Tuesday, June 09, 2009

Bound, blindfolded and beaten – by Israeli troops.

They say troops are led from the front. So this news shouldn't be any great surprise when we have already heard Colonel Itai Virob of the IDF say this:

Last month, Colonel Virob testified in a military court that hitting detained Palestinians could be justified. "Standing them against walls, pushing them, a blow that doesn't cause injury. Certainly, these are things that are commonly used in an attempt to accomplish the mission," he said.
Now, two Israeli officers have testified that Israeli troops beat prisoners who are already bound and blindfolded, some of whom are as young as fourteen.

Both the soldiers, from the Harub battalion, highlighted the tight tying of the plastic hand restraints placed on detainees. "There are people who think you need to tighten the restraints all the way, until no drop of blood will pass from here to there," one soldier said. "It doesn't take much time until the hands turn blue.
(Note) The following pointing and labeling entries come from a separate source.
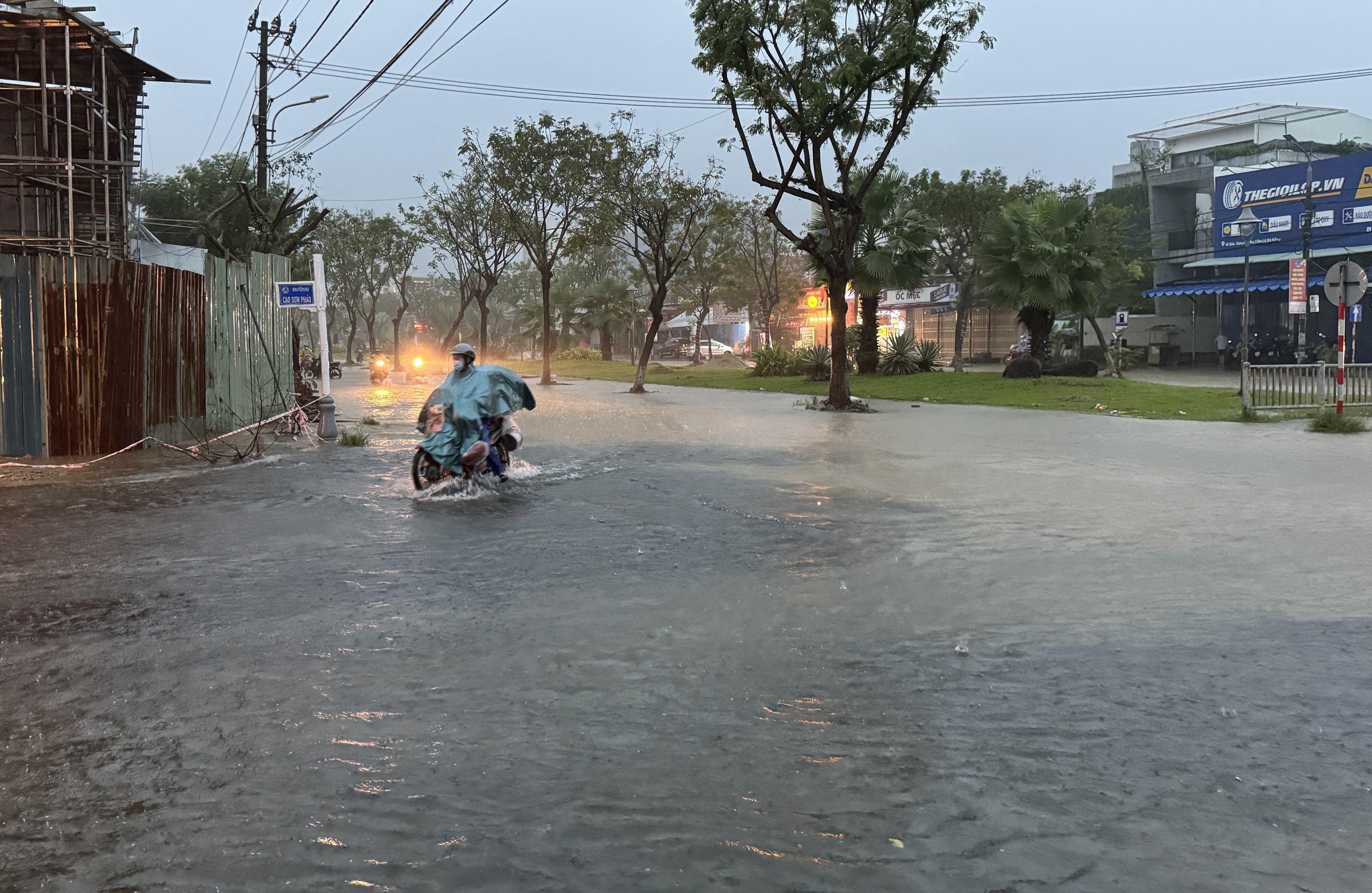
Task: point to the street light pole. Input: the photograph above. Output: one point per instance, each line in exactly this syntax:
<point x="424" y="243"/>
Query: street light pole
<point x="1307" y="228"/>
<point x="304" y="102"/>
<point x="1248" y="225"/>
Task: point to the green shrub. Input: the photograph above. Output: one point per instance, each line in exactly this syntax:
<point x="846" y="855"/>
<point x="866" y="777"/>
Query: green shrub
<point x="815" y="362"/>
<point x="774" y="362"/>
<point x="928" y="356"/>
<point x="1127" y="357"/>
<point x="899" y="356"/>
<point x="1330" y="421"/>
<point x="903" y="356"/>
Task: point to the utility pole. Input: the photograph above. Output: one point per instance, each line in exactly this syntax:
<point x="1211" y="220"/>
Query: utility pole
<point x="264" y="103"/>
<point x="265" y="31"/>
<point x="1305" y="331"/>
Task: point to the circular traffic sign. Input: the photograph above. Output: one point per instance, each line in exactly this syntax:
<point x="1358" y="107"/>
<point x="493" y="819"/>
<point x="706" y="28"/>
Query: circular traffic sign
<point x="1346" y="283"/>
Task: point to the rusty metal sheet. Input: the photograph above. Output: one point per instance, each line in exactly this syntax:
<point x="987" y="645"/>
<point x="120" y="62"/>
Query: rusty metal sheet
<point x="23" y="431"/>
<point x="175" y="398"/>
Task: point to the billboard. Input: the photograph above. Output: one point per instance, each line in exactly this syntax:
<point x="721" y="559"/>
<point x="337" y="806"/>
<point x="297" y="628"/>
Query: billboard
<point x="1342" y="206"/>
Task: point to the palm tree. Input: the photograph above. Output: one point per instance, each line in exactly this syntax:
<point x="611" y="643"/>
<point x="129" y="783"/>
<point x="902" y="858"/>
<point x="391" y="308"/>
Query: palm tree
<point x="1043" y="257"/>
<point x="893" y="250"/>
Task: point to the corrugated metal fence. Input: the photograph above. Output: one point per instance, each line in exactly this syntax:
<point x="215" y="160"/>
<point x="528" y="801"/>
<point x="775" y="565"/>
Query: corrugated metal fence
<point x="249" y="372"/>
<point x="96" y="353"/>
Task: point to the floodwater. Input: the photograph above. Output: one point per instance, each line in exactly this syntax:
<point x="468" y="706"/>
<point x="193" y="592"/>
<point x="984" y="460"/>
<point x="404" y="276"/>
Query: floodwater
<point x="704" y="641"/>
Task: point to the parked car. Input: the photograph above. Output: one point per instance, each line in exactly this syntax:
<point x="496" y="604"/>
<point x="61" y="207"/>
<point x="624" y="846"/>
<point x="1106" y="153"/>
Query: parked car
<point x="675" y="349"/>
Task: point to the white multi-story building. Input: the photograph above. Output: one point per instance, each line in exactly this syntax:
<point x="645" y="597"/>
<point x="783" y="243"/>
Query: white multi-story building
<point x="1182" y="158"/>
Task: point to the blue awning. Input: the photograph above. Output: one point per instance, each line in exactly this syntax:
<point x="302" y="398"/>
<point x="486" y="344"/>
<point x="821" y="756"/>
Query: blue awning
<point x="1218" y="287"/>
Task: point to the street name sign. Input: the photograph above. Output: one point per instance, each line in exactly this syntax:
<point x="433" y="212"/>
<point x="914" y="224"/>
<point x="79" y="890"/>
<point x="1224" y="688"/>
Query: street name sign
<point x="1346" y="283"/>
<point x="295" y="295"/>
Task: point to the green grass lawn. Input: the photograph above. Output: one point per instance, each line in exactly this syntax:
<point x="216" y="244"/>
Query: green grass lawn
<point x="980" y="389"/>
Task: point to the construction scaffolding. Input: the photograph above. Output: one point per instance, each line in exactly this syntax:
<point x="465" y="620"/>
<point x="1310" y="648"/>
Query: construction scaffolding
<point x="70" y="120"/>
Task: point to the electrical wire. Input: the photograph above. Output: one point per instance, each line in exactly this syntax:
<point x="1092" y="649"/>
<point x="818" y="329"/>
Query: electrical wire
<point x="228" y="87"/>
<point x="305" y="139"/>
<point x="363" y="114"/>
<point x="292" y="62"/>
<point x="351" y="73"/>
<point x="319" y="28"/>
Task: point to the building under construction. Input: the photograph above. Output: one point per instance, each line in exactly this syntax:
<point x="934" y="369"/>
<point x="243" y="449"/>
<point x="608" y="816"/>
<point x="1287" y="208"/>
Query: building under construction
<point x="70" y="117"/>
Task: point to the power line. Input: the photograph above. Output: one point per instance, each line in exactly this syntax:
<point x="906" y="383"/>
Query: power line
<point x="319" y="28"/>
<point x="479" y="88"/>
<point x="404" y="79"/>
<point x="228" y="87"/>
<point x="293" y="62"/>
<point x="309" y="135"/>
<point x="398" y="80"/>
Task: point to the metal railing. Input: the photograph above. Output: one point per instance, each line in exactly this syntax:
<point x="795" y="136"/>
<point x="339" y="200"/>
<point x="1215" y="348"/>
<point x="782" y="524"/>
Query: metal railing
<point x="1308" y="386"/>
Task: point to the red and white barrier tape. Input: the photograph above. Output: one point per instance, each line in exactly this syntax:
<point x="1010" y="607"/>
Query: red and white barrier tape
<point x="192" y="452"/>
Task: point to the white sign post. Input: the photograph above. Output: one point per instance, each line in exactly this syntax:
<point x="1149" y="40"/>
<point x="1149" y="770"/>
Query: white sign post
<point x="329" y="428"/>
<point x="1346" y="285"/>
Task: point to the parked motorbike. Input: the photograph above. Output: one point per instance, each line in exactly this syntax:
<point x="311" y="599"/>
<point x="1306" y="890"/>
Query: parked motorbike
<point x="313" y="369"/>
<point x="1018" y="349"/>
<point x="415" y="375"/>
<point x="426" y="471"/>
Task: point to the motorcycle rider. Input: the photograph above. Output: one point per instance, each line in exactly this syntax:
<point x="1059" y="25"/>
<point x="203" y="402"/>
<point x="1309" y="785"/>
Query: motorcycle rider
<point x="464" y="357"/>
<point x="463" y="382"/>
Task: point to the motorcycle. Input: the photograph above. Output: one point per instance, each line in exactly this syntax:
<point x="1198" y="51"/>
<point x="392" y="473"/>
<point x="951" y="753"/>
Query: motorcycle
<point x="426" y="471"/>
<point x="467" y="418"/>
<point x="1018" y="349"/>
<point x="335" y="368"/>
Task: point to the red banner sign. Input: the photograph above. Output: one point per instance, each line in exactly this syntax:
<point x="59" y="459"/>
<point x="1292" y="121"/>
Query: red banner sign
<point x="1299" y="287"/>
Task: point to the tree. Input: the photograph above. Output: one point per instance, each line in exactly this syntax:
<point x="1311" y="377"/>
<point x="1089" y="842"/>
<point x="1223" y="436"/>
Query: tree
<point x="1040" y="257"/>
<point x="769" y="265"/>
<point x="834" y="85"/>
<point x="463" y="219"/>
<point x="437" y="303"/>
<point x="398" y="251"/>
<point x="662" y="216"/>
<point x="341" y="243"/>
<point x="371" y="239"/>
<point x="961" y="209"/>
<point x="710" y="266"/>
<point x="892" y="250"/>
<point x="209" y="204"/>
<point x="547" y="178"/>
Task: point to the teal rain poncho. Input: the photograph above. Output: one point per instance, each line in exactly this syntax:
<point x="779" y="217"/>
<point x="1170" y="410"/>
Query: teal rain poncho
<point x="469" y="397"/>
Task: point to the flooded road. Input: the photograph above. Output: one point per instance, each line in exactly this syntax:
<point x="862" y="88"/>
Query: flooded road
<point x="706" y="639"/>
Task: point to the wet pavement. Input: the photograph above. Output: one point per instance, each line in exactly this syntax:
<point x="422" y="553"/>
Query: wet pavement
<point x="706" y="639"/>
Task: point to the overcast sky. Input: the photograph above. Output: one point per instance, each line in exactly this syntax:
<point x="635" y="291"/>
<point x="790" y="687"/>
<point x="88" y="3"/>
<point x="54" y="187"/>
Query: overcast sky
<point x="645" y="47"/>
There were a lot of people that you know weren't feeling anything."

He said about 150 Palestinians, some as young as 14, were bound, blindfolded and detained at the village school during the operation, which lasted from 3am to 3pm. He was told it was aimed at preventing village youths throwing stones against nearby settler roads. It was clear many of the people detained had done nothing wrong, but they were held to gather intelligence, he said.
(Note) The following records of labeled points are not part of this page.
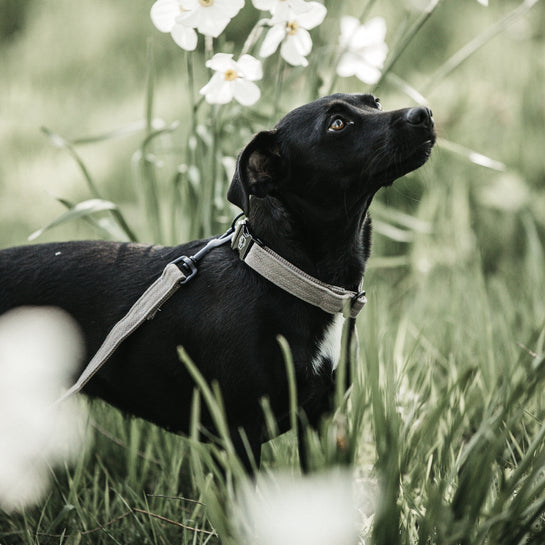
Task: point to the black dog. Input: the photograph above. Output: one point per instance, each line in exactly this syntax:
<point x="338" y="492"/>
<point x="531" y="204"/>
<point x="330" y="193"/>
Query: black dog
<point x="305" y="187"/>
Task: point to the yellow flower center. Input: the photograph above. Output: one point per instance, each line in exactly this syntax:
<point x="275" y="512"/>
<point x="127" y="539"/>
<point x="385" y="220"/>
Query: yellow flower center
<point x="293" y="27"/>
<point x="230" y="75"/>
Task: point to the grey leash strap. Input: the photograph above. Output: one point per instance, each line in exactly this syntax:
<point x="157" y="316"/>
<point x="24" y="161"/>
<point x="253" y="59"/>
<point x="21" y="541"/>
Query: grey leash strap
<point x="144" y="309"/>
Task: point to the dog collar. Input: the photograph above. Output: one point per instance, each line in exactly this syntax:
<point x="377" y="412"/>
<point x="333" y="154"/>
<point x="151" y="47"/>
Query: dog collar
<point x="285" y="275"/>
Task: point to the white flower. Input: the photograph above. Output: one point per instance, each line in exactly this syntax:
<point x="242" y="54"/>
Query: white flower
<point x="290" y="28"/>
<point x="38" y="349"/>
<point x="364" y="49"/>
<point x="281" y="8"/>
<point x="165" y="15"/>
<point x="233" y="79"/>
<point x="209" y="17"/>
<point x="182" y="17"/>
<point x="285" y="510"/>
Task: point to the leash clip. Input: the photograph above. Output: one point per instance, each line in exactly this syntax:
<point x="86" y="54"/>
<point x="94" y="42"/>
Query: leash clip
<point x="242" y="239"/>
<point x="188" y="267"/>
The worst beatings were in the bathrooms, he said. "The soldiers who took [detainees] to the toilet just exploded [over] them with beatings; cursed them with no reason. When they took one Arab to the toilet so that he could urinate, one of them gave him a slap that brought him to the ground. He had been handcuffed from behind with a nylon restraint and blindfolded. He wasn't insolent, he didn't do anything to get on anyone's nerves ... [it was] just because he's an Arab. He was something like 15 years old." The soldier said he saw a lot of soldiers "just knee [Palestinians] because it's boring, because you stand there 10 hours, you're not doing anything, so they beat people up."

A second soldier described a "fanatical atmosphere" during the search operations. "We would go into a house and turn the whole thing upside down," he recalled, but no weapons were found. "They confiscated kitchen knives."
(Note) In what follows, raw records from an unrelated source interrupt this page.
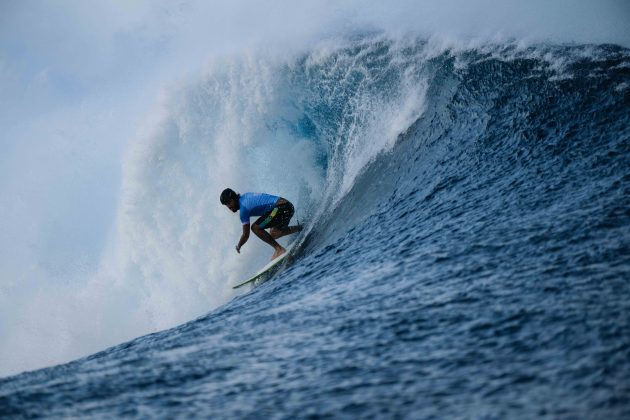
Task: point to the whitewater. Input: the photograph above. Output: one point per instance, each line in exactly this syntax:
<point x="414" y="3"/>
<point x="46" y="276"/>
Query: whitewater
<point x="466" y="247"/>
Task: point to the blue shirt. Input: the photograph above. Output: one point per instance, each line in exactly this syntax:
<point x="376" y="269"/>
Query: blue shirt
<point x="255" y="204"/>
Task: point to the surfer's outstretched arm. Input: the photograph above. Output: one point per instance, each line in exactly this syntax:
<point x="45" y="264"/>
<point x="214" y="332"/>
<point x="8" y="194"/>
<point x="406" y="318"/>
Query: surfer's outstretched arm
<point x="244" y="238"/>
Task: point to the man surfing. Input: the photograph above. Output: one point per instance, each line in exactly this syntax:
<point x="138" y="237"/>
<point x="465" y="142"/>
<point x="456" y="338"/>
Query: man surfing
<point x="275" y="214"/>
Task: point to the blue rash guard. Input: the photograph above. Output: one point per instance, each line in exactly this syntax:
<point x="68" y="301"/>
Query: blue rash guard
<point x="255" y="204"/>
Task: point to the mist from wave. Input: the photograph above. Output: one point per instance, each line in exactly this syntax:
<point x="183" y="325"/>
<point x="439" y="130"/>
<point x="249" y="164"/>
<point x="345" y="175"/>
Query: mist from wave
<point x="96" y="252"/>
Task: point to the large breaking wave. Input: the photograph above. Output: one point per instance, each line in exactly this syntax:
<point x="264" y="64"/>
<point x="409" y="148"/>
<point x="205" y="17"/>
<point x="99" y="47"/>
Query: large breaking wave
<point x="467" y="217"/>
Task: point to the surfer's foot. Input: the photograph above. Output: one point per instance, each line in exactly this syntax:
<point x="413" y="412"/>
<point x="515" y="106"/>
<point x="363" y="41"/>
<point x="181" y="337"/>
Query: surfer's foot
<point x="279" y="251"/>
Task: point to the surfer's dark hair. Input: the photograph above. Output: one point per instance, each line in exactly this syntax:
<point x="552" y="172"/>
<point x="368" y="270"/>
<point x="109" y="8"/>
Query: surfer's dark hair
<point x="227" y="195"/>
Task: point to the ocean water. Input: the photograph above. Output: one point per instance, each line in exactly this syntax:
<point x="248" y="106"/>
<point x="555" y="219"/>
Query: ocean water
<point x="466" y="251"/>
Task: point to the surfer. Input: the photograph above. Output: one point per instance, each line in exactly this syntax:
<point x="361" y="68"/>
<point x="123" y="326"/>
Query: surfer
<point x="275" y="214"/>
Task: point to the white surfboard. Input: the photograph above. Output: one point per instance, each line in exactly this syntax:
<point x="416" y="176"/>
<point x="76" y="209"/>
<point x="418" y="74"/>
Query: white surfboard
<point x="266" y="269"/>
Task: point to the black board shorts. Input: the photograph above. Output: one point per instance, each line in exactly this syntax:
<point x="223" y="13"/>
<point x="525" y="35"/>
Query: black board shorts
<point x="278" y="217"/>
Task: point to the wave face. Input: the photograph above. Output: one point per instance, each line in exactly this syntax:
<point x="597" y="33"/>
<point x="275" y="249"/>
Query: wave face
<point x="467" y="250"/>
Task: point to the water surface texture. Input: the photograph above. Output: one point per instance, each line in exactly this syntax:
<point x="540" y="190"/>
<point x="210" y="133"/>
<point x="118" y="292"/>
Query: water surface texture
<point x="474" y="262"/>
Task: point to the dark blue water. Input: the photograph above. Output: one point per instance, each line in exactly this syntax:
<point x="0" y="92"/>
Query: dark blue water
<point x="478" y="269"/>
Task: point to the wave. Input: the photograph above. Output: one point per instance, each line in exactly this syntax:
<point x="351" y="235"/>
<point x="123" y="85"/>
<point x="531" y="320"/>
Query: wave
<point x="398" y="152"/>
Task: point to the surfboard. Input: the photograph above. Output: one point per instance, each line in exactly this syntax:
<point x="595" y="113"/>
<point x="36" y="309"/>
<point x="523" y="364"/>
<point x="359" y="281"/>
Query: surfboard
<point x="268" y="269"/>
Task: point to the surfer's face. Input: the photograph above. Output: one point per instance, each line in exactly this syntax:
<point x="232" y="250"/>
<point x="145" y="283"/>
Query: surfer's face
<point x="232" y="205"/>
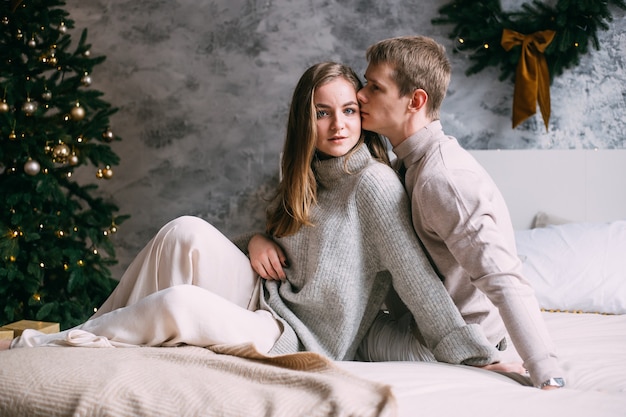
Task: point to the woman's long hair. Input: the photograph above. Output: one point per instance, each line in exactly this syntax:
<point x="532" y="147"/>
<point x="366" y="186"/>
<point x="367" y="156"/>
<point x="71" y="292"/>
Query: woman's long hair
<point x="297" y="191"/>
The first soldier said involvement was widespread."There were a lot of reservists that participated, and they totally had a celebration on the Palestinians: curses, humiliation, pulling hair and ears, kicks, slaps. These things were the norm." He said the incidents in the toilet were the "extreme" and added that the beatings did not draw blood. They were "dry beatings, but it's still a beating".

These stories are obviously not comparative with Abu Ghraib and the horrors of the Bush/Cheney torture regime. They do however highlight the humiliation which Obama spoke of when he recently described the Israeli occupation of Palestine.

We are hearing here of people being beaten simply because the soldiers are bored. Of people being held, handcuffed so tightly that their hands turn blue, despite the fact that they are accused of no crime.

Perhaps the horrors of Abu Ghraib have made this seem like no big deal. Certainly the war on a noun has brought out a cruelty and a callousness towards one's perceived enemies amongst the right wing which, prior to 9-11, would have been unthinkable.

We now have shock jocks on American TV calling for people to be tortured. Indeed, O'Reilly went as far as to say that people who opposed torture were despicable.

So, against that background, the Israelis are only giving these Palestinians a little roughing up.

I wonder though when this became acceptable to us?

When did it become acceptable for a Colonel to talk of, "Standing them against walls, pushing them, a blow that doesn't cause injury" and for large parts of the population not to recoil in horror?

When did we lose our ability to empathise? To imagine how we might feel if were we to be that innocent person being treated in such a manner by people far more powerful ourselves?

Certainly the two Israeli soldiers speaking out realise the fundamental wrong of what they have witnessed.

Why are they the exception?

Why don't Bill O'Reilly and others get it? I genuinely wonder what large swathes of our society have become when I hear people regularly defending the indefensible.